I hear you. All of it. And I don't have to face a stinky van somewhere in my future (just a broken down Jeep, but nevermind...). It's a hard decision, and I think that it's even worse when you've had to grappel with the after-affects of loss, or something like infertility, which is my demon. Virtual hugs are all that I can offer, but they come in unlimited supply!
dh & i are sure we don't want to try again, but still no snip-snip. That is so *permanent*, and you never really know. So we went with something else, there are lots of options out there. Do you have to decide this right now? Maybe just put off the decision a bit?
((((hugs)))) to you!
Sorry you had such a bad day. I agree with kate - do you have to decide this right now?

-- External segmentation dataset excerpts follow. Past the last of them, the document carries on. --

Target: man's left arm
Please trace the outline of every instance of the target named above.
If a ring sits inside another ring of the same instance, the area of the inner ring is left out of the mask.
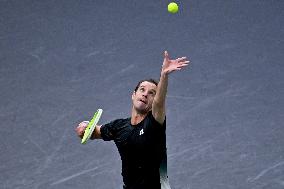
[[[168,77],[171,72],[181,70],[187,66],[189,61],[186,57],[170,60],[167,51],[164,53],[164,62],[161,70],[160,80],[157,86],[156,95],[152,105],[152,114],[154,118],[163,125],[166,117],[166,96],[168,88]]]

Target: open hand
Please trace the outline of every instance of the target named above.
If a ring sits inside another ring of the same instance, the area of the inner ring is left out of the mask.
[[[81,139],[84,136],[85,129],[87,128],[88,123],[89,123],[88,121],[82,121],[75,129],[78,137],[80,137]]]
[[[169,74],[176,70],[181,70],[189,64],[189,61],[186,57],[177,58],[175,60],[170,60],[169,54],[167,51],[164,53],[164,62],[162,66],[162,72]]]

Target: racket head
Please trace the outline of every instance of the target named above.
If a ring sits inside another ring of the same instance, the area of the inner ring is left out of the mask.
[[[81,140],[81,144],[86,144],[87,141],[91,138],[91,136],[94,132],[94,129],[95,129],[96,125],[98,124],[100,118],[101,118],[102,113],[103,113],[102,109],[98,109],[95,112],[93,118],[91,119],[91,121],[89,122],[88,126],[85,129],[84,136]]]

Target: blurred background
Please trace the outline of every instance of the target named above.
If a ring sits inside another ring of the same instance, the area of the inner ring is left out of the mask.
[[[169,80],[172,189],[284,188],[284,1],[169,2],[0,0],[0,188],[122,188],[115,144],[74,129],[129,117],[165,50],[191,61]]]

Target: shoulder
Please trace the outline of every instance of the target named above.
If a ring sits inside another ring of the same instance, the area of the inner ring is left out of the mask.
[[[158,121],[155,117],[154,117],[154,115],[153,115],[153,112],[152,111],[150,111],[150,112],[148,112],[148,115],[147,115],[147,118],[148,118],[148,120],[153,124],[153,125],[155,125],[155,126],[166,126],[166,116],[165,116],[165,118],[164,118],[164,121],[161,123],[160,121]]]
[[[115,119],[110,121],[109,123],[102,125],[102,127],[120,127],[122,125],[125,125],[128,122],[128,119],[129,118]]]

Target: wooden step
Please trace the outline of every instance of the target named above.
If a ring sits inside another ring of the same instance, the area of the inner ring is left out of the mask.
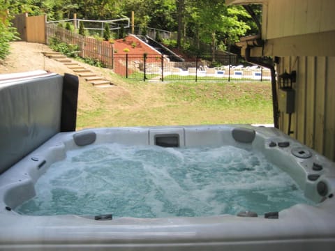
[[[61,54],[61,52],[42,52],[42,54],[46,55],[46,54],[48,54],[48,55],[59,55]]]
[[[51,59],[66,59],[66,56],[64,55],[52,55],[49,56]]]
[[[91,77],[90,76],[90,77],[84,77],[84,79],[86,81],[94,81],[94,80],[102,80],[103,78],[98,76],[91,76]]]
[[[94,77],[96,75],[93,73],[79,73],[79,77]]]
[[[94,86],[97,86],[100,84],[110,84],[110,82],[109,82],[108,80],[96,80],[96,81],[92,81],[90,83],[92,84]]]
[[[65,59],[55,59],[56,61],[59,61],[59,62],[61,62],[61,63],[68,63],[68,62],[70,62],[71,61],[71,59],[67,59],[67,58],[65,58]]]
[[[82,69],[82,70],[87,70],[87,69],[85,69],[84,67],[82,67],[82,66],[80,66],[80,65],[77,65],[77,66],[68,66],[68,68],[69,69],[72,69],[72,70],[75,70],[75,69],[77,69],[77,70],[80,70],[80,69]]]
[[[75,73],[90,73],[91,72],[91,70],[87,70],[87,69],[74,69],[74,70],[73,70]]]

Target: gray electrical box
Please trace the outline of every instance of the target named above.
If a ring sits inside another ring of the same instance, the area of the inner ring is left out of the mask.
[[[279,111],[287,114],[295,112],[295,91],[292,89],[280,89],[278,94]]]

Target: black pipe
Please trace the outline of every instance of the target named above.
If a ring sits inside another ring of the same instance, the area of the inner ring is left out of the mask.
[[[246,60],[252,64],[265,67],[271,71],[271,85],[272,91],[272,107],[274,110],[274,126],[276,128],[279,128],[278,123],[278,96],[277,96],[277,87],[276,82],[276,70],[274,69],[274,63],[272,60],[265,60],[260,57],[254,57],[250,56],[251,48],[247,47],[246,48]]]

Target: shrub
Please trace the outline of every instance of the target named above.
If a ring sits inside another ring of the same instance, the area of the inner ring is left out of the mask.
[[[84,22],[79,22],[79,34],[82,36],[85,36],[85,29],[84,27]]]
[[[103,40],[105,41],[108,41],[110,38],[110,26],[107,23],[105,24],[105,30],[103,31]]]
[[[50,48],[56,52],[59,52],[64,55],[70,57],[76,57],[78,55],[79,46],[77,45],[68,45],[65,43],[60,42],[55,38],[50,39]]]
[[[158,31],[156,31],[156,38],[155,40],[156,40],[158,43],[162,42],[162,38],[161,37],[161,33]]]
[[[0,59],[9,54],[10,42],[20,39],[16,29],[10,25],[8,19],[4,22],[0,20]]]
[[[122,24],[121,24],[120,30],[119,31],[119,38],[121,39],[124,38],[126,38],[126,32],[124,31],[124,26]]]

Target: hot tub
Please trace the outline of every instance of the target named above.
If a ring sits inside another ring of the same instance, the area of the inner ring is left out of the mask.
[[[262,214],[251,208],[234,215],[197,217],[29,215],[16,211],[35,196],[40,177],[69,151],[105,144],[172,149],[232,146],[260,152],[288,173],[315,204],[297,204]],[[273,128],[216,125],[59,132],[0,175],[0,250],[334,250],[334,163]]]

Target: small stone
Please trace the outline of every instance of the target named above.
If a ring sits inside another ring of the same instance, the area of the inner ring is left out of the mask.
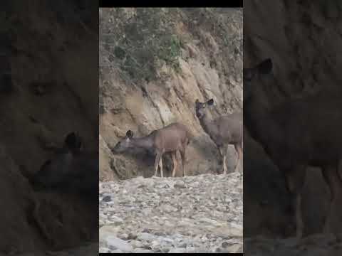
[[[173,186],[175,188],[185,188],[187,187],[184,181],[177,181]]]
[[[105,238],[105,241],[110,250],[120,250],[126,252],[131,252],[133,250],[128,242],[114,235],[108,235]]]
[[[186,249],[185,248],[172,248],[169,250],[168,253],[184,253],[186,252]]]
[[[147,233],[140,233],[137,235],[137,239],[140,240],[151,242],[155,239],[155,237],[153,235]]]
[[[112,198],[110,198],[110,196],[105,196],[102,198],[103,202],[110,202],[112,201]]]
[[[239,244],[234,244],[230,246],[227,246],[222,250],[222,252],[227,253],[237,253],[242,248],[242,245]]]
[[[144,246],[142,242],[139,240],[133,240],[130,242],[130,245],[132,245],[133,248],[139,248]]]

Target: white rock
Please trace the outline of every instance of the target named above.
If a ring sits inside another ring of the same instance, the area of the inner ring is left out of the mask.
[[[114,235],[107,236],[105,238],[105,241],[110,250],[120,250],[125,252],[129,252],[133,250],[133,248],[128,242]]]

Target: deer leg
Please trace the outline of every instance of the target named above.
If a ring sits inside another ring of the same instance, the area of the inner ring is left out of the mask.
[[[158,171],[158,166],[160,164],[160,159],[162,157],[162,153],[158,151],[155,156],[155,176],[157,176],[157,172]]]
[[[219,146],[219,154],[221,154],[221,156],[222,157],[222,167],[223,167],[224,174],[227,174],[226,154],[224,153],[227,152],[227,151],[228,150],[228,148],[226,149],[227,150],[224,151],[224,146]]]
[[[185,176],[185,149],[180,151],[182,157],[182,170],[183,171],[183,177]]]
[[[163,178],[164,175],[162,174],[162,155],[160,156],[160,160],[159,161],[159,166],[160,166],[160,177]]]
[[[176,168],[177,168],[177,151],[172,152],[172,162],[173,162],[172,177],[175,177],[175,176],[176,175]]]
[[[242,147],[240,144],[234,145],[234,146],[235,147],[235,151],[237,153],[237,165],[235,166],[235,169],[234,170],[234,171],[235,172],[237,171],[239,167],[239,165],[240,164],[240,161],[242,159],[243,152],[242,152]]]
[[[330,220],[332,218],[332,208],[338,196],[341,196],[342,188],[342,179],[338,174],[337,166],[331,165],[324,166],[322,169],[322,174],[330,188],[330,205],[326,217],[323,232],[329,232]]]
[[[298,166],[285,172],[287,188],[293,198],[292,203],[295,212],[296,235],[297,239],[303,236],[304,223],[301,211],[301,190],[304,184],[306,166]]]

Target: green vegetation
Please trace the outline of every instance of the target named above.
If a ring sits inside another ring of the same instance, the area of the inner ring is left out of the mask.
[[[100,47],[107,51],[110,65],[135,81],[155,79],[163,61],[179,71],[182,42],[175,35],[172,12],[162,8],[103,9]]]

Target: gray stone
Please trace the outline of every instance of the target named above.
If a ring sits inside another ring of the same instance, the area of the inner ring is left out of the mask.
[[[105,238],[108,248],[110,250],[120,250],[122,252],[129,252],[133,250],[130,245],[125,240],[114,235],[108,235]]]

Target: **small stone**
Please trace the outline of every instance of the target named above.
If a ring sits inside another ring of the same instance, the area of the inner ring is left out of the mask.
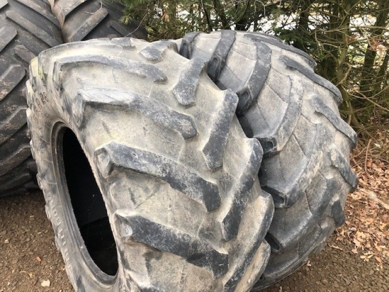
[[[41,282],[40,286],[42,287],[50,287],[50,280],[44,280]]]

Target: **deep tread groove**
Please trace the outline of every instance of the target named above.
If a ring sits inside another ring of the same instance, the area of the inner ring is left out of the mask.
[[[118,153],[121,153],[118,156]],[[220,205],[217,186],[194,170],[160,155],[112,143],[97,151],[102,173],[108,176],[114,167],[147,173],[165,181],[172,187],[203,205],[209,211]]]
[[[187,59],[191,58],[193,50],[192,43],[200,34],[201,34],[200,32],[194,32],[185,35],[182,38],[182,42],[180,47],[179,55]]]
[[[10,43],[16,35],[18,32],[11,26],[0,27],[0,53]]]
[[[238,97],[230,90],[225,92],[221,106],[210,125],[208,140],[203,147],[205,161],[211,169],[216,169],[223,165],[224,148],[227,144],[230,125],[235,115],[238,104]]]
[[[283,62],[288,68],[296,69],[307,78],[312,80],[315,83],[326,88],[334,94],[335,100],[338,106],[343,101],[342,95],[337,88],[328,80],[315,73],[313,71],[309,70],[306,67],[301,65],[294,60],[292,60],[286,56],[281,56],[280,59]]]
[[[351,127],[318,96],[314,97],[313,102],[316,108],[316,112],[324,116],[334,127],[344,134],[351,141],[353,148],[356,147],[358,138],[356,133],[353,130]]]
[[[234,36],[232,44],[226,36]],[[303,265],[344,220],[348,185],[356,184],[346,156],[356,136],[336,110],[342,102],[338,89],[315,74],[312,58],[275,37],[192,33],[177,43],[184,56],[208,60],[219,88],[238,94],[241,125],[264,149],[260,181],[276,209],[266,237],[272,254],[257,291]]]
[[[72,3],[56,0],[53,13],[59,21],[66,42],[127,36],[147,39],[147,31],[138,22],[121,23],[123,9],[121,3],[106,0],[75,0]]]
[[[168,48],[178,51],[177,44],[171,40],[159,40],[151,43],[141,51],[141,54],[147,60],[157,62],[162,59],[163,52]]]
[[[235,42],[235,32],[221,31],[221,37],[208,63],[208,75],[213,82],[216,81],[226,63],[226,56]]]
[[[62,42],[48,2],[0,0],[0,196],[37,188],[26,125],[29,63]]]
[[[14,21],[41,40],[45,42],[50,47],[54,47],[60,44],[59,41],[37,25],[15,11],[7,11],[7,18]]]
[[[191,264],[207,268],[217,278],[228,270],[228,255],[218,252],[199,238],[136,215],[122,214],[120,210],[115,215],[132,230],[132,234],[124,235],[125,240],[178,255]]]
[[[99,24],[108,16],[108,11],[105,8],[96,11],[85,22],[78,27],[74,32],[69,36],[68,41],[76,41],[84,38],[93,29],[96,29]]]
[[[36,56],[24,46],[17,46],[15,48],[15,55],[27,64]]]
[[[256,42],[257,58],[250,78],[236,93],[239,97],[237,114],[243,114],[257,99],[270,70],[271,50],[262,42]]]
[[[285,50],[286,51],[289,51],[290,52],[292,52],[293,53],[295,53],[297,55],[300,55],[302,57],[304,57],[308,61],[310,66],[312,68],[312,69],[314,69],[315,67],[316,67],[316,61],[312,58],[311,56],[306,53],[305,52],[303,52],[301,50],[299,50],[298,49],[296,49],[294,47],[292,46],[289,46],[288,45],[285,45],[283,42],[278,39],[277,40],[277,38],[276,37],[273,37],[271,38],[269,38],[268,37],[265,37],[264,36],[263,34],[248,34],[246,35],[248,37],[251,38],[252,39],[256,39],[259,40],[265,41],[268,43],[269,43],[273,46],[275,46],[276,47],[278,47],[279,48],[282,49],[283,50]]]
[[[120,263],[112,290],[248,291],[269,258],[264,237],[274,213],[271,197],[258,181],[259,142],[245,136],[234,116],[236,94],[212,82],[203,58],[186,61],[168,43],[130,42],[71,43],[32,60],[27,116],[40,184],[56,200],[51,189],[57,177],[45,165],[60,153],[49,137],[59,118],[75,134],[103,195]],[[82,53],[91,48],[91,57]],[[154,83],[129,72],[135,62],[169,78]],[[191,66],[183,70],[186,63]],[[89,71],[93,76],[85,73]],[[51,105],[41,109],[36,98],[43,92]],[[193,106],[177,103],[177,96],[189,96]],[[56,130],[60,144],[70,130]],[[205,147],[212,143],[222,153],[214,157]],[[71,232],[66,220],[59,226],[53,207],[46,210],[63,254],[64,248],[78,251],[78,245],[61,240],[61,233]],[[78,264],[72,256],[70,261]],[[68,271],[73,286],[95,291],[86,274]]]
[[[0,75],[0,101],[8,95],[26,75],[26,69],[18,65],[12,65]]]
[[[238,235],[242,216],[254,183],[253,176],[259,171],[263,151],[257,140],[251,140],[251,153],[247,166],[235,184],[233,199],[228,212],[220,220],[223,238],[226,240],[230,240]]]
[[[139,95],[123,91],[104,88],[85,89],[79,91],[76,102],[73,104],[73,112],[79,126],[84,122],[84,108],[89,106],[110,105],[128,107],[168,128],[179,133],[184,139],[195,137],[197,134],[193,119],[187,115],[173,110],[145,95]]]
[[[335,148],[330,149],[329,155],[333,166],[337,168],[344,180],[353,190],[355,190],[358,185],[358,178],[351,169],[350,164]]]
[[[186,65],[173,92],[178,103],[191,107],[194,105],[194,95],[198,83],[198,76],[205,66],[206,61],[195,58]]]
[[[162,82],[166,81],[167,77],[165,73],[159,68],[155,66],[143,64],[136,61],[128,60],[124,58],[118,57],[114,60],[102,55],[80,55],[64,57],[57,60],[54,64],[54,72],[58,75],[54,76],[55,82],[60,81],[61,72],[69,71],[72,69],[79,66],[79,63],[92,64],[99,64],[105,66],[112,66],[142,78],[151,80],[153,82]]]

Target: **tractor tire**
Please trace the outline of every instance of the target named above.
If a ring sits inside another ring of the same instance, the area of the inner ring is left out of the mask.
[[[264,270],[262,148],[205,64],[130,38],[32,62],[32,152],[76,291],[248,291]]]
[[[262,33],[192,33],[176,43],[188,58],[208,60],[209,75],[239,98],[237,114],[264,149],[259,172],[275,212],[266,238],[272,253],[258,290],[318,251],[345,219],[357,179],[349,163],[357,136],[342,120],[337,88],[315,74],[306,53]]]
[[[92,38],[131,36],[147,39],[147,32],[131,20],[120,22],[124,6],[108,0],[49,0],[61,25],[64,42]]]
[[[0,0],[0,196],[38,188],[26,121],[30,60],[62,43],[44,0]]]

Yeah, I get it, I have a post about this I've been meaning to do because I just can't risk dying to have another one....even though I've always wanted 6 kids.
I wish my husband would just do this and get it over with....it would end my waffling.
"And I really can't help but wonder if what I'm feeling is a longing for what I lost in the past rather than a wish for future children. And that mind f*** is just too complex for me to untangle"
That is exactly me. Exactly.
Kate, I'm grappling with that "is this the next stage of my life" thing right now, too.